Regarding the April 26 front-page article “A milestone in quest for global justice”:
Costly and cumbersome, the Special Court for Sierra Leone is probably not the ideal model for future international human rights tribunals. Nonetheless, two decades after the crimes in question and following nearly five years of legal debate, the court finally provided some small measure of justice to the countless victims of former Liberian president Charles Taylor. Having witnessed the savagery and suffering of the intertwined wars of Liberia and Sierra Leone as a relief worker, I cannot imagine a punishment harsh enough for this criminal. One hopes the special court will hand down a sentence that keeps Mr. Taylor behind bars to reflect on his sins for the remainder of his natural life.

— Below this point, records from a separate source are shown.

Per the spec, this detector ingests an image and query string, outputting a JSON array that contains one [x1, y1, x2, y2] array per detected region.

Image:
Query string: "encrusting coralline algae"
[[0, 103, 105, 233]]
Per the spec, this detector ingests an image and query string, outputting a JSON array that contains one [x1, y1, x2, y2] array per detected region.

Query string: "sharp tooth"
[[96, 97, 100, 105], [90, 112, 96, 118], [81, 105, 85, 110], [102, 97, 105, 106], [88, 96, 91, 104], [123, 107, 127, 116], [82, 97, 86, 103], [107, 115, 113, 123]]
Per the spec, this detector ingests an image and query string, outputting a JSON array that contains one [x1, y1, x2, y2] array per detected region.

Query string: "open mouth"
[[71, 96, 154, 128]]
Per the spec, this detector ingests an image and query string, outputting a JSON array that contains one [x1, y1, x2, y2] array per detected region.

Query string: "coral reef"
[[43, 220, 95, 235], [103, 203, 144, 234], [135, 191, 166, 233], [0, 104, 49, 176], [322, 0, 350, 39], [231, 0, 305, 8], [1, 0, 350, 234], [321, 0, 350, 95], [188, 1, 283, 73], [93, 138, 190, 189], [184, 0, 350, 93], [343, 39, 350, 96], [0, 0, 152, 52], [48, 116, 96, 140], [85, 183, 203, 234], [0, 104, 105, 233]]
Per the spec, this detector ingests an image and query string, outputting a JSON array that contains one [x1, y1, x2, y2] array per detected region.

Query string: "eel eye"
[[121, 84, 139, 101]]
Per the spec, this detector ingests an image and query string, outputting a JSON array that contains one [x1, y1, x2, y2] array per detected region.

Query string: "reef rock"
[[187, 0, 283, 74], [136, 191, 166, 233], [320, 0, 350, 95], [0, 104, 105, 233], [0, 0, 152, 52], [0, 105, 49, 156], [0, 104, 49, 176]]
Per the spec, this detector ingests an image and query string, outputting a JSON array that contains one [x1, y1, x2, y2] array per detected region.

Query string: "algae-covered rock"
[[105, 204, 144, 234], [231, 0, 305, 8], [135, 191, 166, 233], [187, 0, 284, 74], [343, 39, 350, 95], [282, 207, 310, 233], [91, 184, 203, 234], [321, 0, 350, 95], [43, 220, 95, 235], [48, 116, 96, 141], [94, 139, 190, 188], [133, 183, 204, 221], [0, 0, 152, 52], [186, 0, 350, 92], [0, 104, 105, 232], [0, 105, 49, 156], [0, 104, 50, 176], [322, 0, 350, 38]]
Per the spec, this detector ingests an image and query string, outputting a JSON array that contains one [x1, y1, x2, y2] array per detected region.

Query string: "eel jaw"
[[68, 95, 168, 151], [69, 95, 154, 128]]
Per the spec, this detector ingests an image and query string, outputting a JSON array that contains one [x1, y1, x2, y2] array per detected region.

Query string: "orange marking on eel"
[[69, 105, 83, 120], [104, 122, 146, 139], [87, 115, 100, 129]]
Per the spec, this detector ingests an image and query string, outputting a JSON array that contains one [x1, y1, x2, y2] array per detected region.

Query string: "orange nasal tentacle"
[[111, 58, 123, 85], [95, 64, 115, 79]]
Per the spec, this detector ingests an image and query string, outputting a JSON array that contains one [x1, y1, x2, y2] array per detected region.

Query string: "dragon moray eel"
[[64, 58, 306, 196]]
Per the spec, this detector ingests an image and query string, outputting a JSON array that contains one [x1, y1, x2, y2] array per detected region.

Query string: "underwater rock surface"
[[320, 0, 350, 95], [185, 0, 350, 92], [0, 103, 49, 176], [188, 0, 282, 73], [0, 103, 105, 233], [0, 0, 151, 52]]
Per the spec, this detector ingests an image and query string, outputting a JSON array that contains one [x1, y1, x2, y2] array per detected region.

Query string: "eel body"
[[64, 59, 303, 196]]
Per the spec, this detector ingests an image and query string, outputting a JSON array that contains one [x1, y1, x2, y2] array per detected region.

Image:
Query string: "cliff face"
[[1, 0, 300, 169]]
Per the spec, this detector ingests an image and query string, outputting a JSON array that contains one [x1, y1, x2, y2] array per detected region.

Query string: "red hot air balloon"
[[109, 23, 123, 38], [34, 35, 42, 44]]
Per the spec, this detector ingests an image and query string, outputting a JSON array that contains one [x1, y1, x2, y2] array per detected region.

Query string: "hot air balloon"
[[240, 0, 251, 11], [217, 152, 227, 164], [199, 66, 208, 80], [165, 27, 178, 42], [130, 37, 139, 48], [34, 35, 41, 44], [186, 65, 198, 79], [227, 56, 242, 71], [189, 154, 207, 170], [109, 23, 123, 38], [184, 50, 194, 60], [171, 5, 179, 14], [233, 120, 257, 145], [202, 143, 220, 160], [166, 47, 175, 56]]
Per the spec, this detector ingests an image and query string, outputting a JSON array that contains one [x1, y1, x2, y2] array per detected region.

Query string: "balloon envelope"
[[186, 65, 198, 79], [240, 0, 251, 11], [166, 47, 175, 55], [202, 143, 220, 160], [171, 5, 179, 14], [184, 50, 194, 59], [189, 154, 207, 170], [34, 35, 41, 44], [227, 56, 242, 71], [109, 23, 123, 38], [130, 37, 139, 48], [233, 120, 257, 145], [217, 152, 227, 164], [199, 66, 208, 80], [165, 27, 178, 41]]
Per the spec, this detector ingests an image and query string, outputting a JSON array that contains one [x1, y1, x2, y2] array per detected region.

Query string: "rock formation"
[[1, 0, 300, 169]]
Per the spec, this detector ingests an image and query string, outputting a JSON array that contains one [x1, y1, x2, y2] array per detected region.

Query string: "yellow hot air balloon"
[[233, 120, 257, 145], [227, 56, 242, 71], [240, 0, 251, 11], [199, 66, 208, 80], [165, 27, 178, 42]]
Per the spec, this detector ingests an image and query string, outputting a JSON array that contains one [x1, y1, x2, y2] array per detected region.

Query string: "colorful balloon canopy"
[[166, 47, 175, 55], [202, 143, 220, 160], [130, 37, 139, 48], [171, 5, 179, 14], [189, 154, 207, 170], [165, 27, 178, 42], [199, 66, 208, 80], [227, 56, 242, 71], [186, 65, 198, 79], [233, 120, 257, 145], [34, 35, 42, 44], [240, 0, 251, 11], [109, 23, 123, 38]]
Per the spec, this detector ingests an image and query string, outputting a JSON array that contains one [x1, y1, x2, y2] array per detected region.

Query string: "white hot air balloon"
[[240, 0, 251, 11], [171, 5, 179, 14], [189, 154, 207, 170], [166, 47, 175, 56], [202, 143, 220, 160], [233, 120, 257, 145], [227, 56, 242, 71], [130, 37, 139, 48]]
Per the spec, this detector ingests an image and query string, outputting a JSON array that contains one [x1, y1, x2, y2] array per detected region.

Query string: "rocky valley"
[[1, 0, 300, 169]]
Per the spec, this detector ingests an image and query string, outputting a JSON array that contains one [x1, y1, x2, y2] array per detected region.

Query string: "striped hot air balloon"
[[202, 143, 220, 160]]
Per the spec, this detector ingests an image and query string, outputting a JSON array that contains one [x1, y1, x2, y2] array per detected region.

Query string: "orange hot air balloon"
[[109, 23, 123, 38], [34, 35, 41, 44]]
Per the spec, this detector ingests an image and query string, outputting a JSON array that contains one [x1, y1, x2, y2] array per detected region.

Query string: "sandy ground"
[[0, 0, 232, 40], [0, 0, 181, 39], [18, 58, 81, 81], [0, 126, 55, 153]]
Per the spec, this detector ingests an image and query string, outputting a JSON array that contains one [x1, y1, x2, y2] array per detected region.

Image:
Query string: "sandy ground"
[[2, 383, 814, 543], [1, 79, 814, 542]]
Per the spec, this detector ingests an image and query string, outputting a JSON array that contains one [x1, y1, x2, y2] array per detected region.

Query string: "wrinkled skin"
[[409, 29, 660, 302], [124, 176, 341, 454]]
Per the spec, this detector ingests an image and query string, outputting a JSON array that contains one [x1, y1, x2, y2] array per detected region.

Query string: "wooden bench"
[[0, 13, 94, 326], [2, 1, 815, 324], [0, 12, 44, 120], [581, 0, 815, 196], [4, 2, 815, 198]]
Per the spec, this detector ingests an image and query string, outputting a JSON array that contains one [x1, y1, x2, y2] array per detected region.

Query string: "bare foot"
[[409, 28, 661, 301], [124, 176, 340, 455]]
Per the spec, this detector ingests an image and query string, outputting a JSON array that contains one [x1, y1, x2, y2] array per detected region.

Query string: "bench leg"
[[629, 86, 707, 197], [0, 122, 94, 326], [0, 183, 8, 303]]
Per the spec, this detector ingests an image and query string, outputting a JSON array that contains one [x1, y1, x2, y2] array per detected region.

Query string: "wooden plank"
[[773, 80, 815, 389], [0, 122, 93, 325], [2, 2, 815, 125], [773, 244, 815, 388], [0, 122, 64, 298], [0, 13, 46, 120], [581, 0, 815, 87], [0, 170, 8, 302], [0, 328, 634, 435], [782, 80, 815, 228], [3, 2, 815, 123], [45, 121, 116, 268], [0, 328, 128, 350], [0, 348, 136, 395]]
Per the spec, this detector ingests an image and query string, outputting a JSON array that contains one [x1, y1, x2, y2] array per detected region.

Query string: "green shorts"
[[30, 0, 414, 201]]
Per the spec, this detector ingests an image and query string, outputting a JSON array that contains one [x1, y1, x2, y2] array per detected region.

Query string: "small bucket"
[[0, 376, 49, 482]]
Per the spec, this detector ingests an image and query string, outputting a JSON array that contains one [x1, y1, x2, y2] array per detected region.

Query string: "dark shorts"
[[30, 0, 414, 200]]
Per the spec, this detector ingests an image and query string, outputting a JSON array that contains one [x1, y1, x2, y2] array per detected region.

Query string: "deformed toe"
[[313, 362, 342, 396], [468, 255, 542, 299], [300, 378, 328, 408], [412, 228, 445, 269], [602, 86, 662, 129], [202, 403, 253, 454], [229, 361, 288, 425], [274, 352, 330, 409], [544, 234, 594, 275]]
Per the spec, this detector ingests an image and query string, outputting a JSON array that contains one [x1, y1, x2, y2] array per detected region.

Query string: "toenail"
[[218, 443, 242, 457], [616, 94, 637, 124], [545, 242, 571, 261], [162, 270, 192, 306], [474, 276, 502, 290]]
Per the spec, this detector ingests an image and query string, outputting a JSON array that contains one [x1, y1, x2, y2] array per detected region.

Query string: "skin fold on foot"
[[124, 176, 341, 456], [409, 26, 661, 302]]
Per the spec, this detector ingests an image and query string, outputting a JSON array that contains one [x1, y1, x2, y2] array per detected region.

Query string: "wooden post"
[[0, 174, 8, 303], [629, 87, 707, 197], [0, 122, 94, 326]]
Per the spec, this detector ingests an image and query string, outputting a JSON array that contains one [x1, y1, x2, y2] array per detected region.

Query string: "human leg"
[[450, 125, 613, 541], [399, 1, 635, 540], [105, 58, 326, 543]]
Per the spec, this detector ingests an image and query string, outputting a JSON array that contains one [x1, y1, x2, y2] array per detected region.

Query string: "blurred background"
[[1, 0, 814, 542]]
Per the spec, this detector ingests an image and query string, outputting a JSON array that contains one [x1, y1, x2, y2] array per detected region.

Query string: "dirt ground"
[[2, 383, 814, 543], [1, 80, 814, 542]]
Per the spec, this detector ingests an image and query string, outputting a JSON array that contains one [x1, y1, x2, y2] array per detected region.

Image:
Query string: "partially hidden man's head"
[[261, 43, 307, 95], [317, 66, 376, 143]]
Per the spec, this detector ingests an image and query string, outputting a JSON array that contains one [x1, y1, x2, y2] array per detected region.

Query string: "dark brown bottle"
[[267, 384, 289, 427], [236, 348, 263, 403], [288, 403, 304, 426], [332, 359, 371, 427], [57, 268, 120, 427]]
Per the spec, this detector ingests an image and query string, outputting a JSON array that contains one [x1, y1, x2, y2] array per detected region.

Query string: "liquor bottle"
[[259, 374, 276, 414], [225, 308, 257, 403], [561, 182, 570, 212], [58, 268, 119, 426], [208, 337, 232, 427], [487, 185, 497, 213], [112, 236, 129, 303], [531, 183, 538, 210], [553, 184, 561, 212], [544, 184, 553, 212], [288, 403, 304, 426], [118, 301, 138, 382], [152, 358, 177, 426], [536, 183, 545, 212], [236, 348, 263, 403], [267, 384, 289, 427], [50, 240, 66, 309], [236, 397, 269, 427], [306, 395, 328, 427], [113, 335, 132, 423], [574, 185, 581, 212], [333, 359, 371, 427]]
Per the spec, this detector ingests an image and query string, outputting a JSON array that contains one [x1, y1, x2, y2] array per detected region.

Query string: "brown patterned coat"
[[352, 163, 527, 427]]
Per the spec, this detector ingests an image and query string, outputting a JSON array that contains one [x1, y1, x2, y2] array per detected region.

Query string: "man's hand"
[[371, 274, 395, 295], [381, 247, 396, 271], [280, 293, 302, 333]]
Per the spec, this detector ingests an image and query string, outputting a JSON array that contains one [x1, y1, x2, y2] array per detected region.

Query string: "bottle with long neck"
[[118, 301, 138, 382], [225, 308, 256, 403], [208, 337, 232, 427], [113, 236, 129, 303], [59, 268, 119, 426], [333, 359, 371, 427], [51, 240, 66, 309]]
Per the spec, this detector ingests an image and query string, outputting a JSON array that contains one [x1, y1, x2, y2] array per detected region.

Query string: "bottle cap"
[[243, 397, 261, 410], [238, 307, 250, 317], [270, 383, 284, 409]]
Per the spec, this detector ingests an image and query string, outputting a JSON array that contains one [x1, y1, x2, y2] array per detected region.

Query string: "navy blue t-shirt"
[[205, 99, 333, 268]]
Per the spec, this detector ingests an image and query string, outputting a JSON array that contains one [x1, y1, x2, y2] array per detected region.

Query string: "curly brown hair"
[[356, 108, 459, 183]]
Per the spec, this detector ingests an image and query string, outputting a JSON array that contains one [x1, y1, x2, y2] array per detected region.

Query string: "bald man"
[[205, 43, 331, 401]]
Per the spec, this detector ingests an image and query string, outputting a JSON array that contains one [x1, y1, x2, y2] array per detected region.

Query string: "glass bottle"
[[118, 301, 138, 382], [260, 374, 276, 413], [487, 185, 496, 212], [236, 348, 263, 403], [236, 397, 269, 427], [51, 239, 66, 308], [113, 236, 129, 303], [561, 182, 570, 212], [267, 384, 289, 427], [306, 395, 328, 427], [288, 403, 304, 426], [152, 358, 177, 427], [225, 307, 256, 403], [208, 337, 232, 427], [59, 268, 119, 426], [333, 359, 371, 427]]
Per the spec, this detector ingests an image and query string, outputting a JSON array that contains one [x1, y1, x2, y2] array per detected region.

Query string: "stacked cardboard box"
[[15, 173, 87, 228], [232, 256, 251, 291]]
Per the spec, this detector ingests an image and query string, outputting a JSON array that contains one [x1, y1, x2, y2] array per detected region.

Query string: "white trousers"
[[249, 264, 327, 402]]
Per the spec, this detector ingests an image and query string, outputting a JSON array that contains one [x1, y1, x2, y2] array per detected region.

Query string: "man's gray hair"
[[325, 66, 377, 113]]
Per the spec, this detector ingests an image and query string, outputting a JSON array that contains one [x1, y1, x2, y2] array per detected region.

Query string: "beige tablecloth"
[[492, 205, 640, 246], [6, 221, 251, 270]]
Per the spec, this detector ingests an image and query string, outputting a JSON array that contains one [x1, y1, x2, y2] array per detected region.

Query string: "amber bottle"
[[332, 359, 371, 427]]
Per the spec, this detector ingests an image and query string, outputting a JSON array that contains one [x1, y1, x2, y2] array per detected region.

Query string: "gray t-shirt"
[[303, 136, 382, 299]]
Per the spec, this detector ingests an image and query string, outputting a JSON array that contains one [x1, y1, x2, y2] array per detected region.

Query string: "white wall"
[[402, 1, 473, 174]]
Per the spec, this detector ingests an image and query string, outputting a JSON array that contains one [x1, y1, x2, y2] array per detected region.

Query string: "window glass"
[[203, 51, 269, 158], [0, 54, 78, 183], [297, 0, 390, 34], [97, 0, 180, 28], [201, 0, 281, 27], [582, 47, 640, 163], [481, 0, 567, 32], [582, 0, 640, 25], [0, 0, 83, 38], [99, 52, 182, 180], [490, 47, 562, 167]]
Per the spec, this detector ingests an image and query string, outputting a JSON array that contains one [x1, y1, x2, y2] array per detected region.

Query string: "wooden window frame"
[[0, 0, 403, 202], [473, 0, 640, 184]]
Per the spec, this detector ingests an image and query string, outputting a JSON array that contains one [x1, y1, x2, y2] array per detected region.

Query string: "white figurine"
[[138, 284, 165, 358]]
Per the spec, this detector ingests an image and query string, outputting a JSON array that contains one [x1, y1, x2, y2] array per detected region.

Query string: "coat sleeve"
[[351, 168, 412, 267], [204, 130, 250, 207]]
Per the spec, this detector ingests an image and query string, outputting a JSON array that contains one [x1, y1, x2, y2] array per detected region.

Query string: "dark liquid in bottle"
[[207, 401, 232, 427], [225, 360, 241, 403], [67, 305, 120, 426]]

Chris Hennemeyer, Silver Spring
With the conviction of Charles Taylor for aiding and abetting war crimes in Sierra Leone [“Ex-Liberian leader found guilty of war crimes,” news story, April 27], perhaps now is a good time to remind him of his responsibility for the murder of five American nuns. In 1992, during the siege of Monrovia as part of an effort to terrorize and intimidate the local population, five American nuns and others working with the Catholic Church in an outlying part of the capital were killed, allegedly by rebels controlling the area under Mr. Taylor’s command.
Mr. Taylor has yet to be tried for any war crimes or crimes against humanity committed in Liberia from 1990 to 2003. While Liberia works to rebuild its justice system in the wake of Mr. Taylor’s departure from power, the U.S. attorney general needs to achieve justice for these Americans murdered almost two decades ago.